ココロの居場所

平穏な居場所を求めるべく、日々、感じた事を掲載していきます。

昼食時に、「物質的な鎖と束縛とを甘受せよ。」と聞いた。

2012-05-28 01:35:43 | 言葉
東京でのお昼時は、どの店もお客さんで満杯であり、久しぶりに地方からでてきた私にとっては、閉口する。大通りから裏道に回っても、人、人。少しゆっくり本でも読みながら、昼食をとろうというのは贅沢なことなのかもしれない。...しばらく、歩き回って、席が空いている店をみつける。サンドウィッチとホットコーヒーを注文している間に、年配のおばさんに、その席を先に取られてしまった。店内を見渡すと、階段があることに気づき二階に登ってみる。登った目の先に、一カ所だけ席が空いていた。人の通り道にあるような席だが、選んでる余地などない。でも、椅子と机とをセットで確保できたので、本を開いて食事ができるのだ。汗を拭い、カバンから単行本をとりだした。

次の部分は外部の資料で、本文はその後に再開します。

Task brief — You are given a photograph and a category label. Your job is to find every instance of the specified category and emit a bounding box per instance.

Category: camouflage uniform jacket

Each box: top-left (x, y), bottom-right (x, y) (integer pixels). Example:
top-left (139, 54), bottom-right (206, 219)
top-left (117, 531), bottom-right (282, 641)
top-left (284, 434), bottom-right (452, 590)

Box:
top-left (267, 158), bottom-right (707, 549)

...   「「人間の悲惨を知らずに、神をのみ知ることは、傲慢をひき起こす。」これは、たしか、パスカルの言葉だったと思うが、僕は今まで、自分の悲惨さを知らなかった。ただ神の星だけを知っていた。その星を欲しいと思っていた。それでは、いつか必ず、幻滅の苦杯を嘗めるわけだ。人間のみじめ。食べる事ばかりを考えている。兄さんが、いつか、お金にならない小説なんか、つまらぬ、と言っていたが、それは人間の素直な言葉で、それを一図に、兄さんの堕落として非難しようとした僕は、間違っていたのかも知れない。...「物質的な鎖と束縛とを甘受せよ。我は今、精神的な束縛からのみ汝を解き放つのである。」これだ、これだ。みじめな生活のしっぽを、ひきずりながら、それでも救いはあるはずだ。...いつも明日のパンのことを心配しながらキリストについて歩いていた弟子達だって、ついには聖者になれたのだ。僕の努力も、これから全然、新規まき直しだ。」(太宰治、「正義と微笑み」より引用。)     単行本を閉じて店を出た時、通りがすっかり濡れており、ひと雨後の涼やかな風が吹いていた。